Other people might have suffered less, but I, who had always delighted in clearness, fitness, and rule, who was enamored of logic and who worshiped reason and sense — I could not stand this lawless force in my house, I could not stand it in the world. I hated the table with a bitter and consuming hate, and I tried to destroy it. Every evening I hammered it to pieces, but my weapons did not prevail against it, and every new morning I found it again wholeand sound. Sometimes it even seems with a triumphant, malevolency to mock me and my useless efforts. Do you now understand what I went through, and what I suffer?’

He looked so excited and threatening that my only thought was to calm him.

‘Of course,’ I said as consolingly as I could, ‘of course I understand you. Do we not all suffer in the same way, and do we not all carry the same burden? Is not Life itself a spoiled Magic Table that does not work properly? Do we not all receive only those things for which we have hardly any use, and do we not always pray in vain for the gifts we really demand? Are we not just as powerless and helpless as you are, because Life also is not regulated by a motor, or a machine, or a spring? Life, too, is a Wonder and a Marvel, and before the Wonder our reason can do nothing. After we have tried a thousand lists and charts, and used one formula after the other, do we not all come at last to the bitter insight that Life is senseless and without proper rule, and a constant contradiction to all logic and rationality? And in the end, in spite of our disillusionment and disenchantment, and in spite of the constant consciousness of being fooled, we yet have to confess that Life is stronger than we are and more powerful; that we cannot destroy it and cannot thwart it; that it is strange, and wonderful, and eternal.’

I had spoken as quietly as possible, and by-and-by the excitement of the stranger abated. He looked now very old, very tired, very unhappy, and extremely weary; and after a while he fell sound asleep in his seat. Later, in came his physician, who had been, for a while, in the smoking-car, and began to gather their luggage together.

‘A hopeless case,’ he said, looking at the sleeping man. ‘Fortunately he is harmless. I suppose he has been tellyou his Magic-Table story. That is one of his fixed ideas. He is really quite incurable.’

‘How sad! ’ I said, ‘and yet his trend of thought is absolutely logical and rational.’

‘Well,’ said the physician, ‘don’t you understand that anyone who thinks absolutely logically and rationally is simply bound to become insane; and that only those who are willing to admit some irrationality into their scheme of things can hope to keep sane?
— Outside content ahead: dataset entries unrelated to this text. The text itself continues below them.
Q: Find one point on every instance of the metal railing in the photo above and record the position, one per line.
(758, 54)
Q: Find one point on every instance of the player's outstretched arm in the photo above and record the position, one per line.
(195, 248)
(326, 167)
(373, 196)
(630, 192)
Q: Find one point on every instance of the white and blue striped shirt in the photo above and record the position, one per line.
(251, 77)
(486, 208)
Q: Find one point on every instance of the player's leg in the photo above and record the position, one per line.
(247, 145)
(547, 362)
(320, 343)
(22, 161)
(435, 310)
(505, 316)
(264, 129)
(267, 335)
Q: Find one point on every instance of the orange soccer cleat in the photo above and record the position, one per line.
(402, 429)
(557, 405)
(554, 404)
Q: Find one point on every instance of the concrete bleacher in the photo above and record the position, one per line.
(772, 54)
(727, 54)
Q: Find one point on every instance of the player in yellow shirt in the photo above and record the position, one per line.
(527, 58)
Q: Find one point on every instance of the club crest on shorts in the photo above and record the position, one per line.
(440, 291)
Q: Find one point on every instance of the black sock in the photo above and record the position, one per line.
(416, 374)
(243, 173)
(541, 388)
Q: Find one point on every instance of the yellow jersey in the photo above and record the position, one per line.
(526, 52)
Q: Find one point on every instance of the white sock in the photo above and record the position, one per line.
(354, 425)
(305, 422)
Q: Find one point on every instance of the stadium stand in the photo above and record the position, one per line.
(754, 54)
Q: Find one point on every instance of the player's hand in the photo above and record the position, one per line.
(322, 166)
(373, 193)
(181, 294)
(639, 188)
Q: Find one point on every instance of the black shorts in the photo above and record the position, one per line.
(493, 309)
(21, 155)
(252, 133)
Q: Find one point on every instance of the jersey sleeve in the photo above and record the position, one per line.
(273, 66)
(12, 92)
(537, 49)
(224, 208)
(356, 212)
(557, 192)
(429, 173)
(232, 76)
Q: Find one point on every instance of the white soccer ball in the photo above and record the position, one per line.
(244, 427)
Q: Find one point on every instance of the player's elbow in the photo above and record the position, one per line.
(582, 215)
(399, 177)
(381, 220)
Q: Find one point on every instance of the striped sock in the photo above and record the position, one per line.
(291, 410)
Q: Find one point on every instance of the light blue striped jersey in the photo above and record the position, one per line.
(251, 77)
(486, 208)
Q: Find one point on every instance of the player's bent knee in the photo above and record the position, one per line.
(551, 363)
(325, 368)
It seems a kind of intellectual vaccination. He who is a little insane can keep most of his sense intact; but he who insists on an absolute and merciless saneness quite loses his mind.’

With this mystical and rather unmedical statement, he woke his patient, gripped his bags, nodded to me, and left the train. But the face of the haunted man and his story of the Wonder-Table hovers still like a dark and ominous cloud on the far horizon of my memory.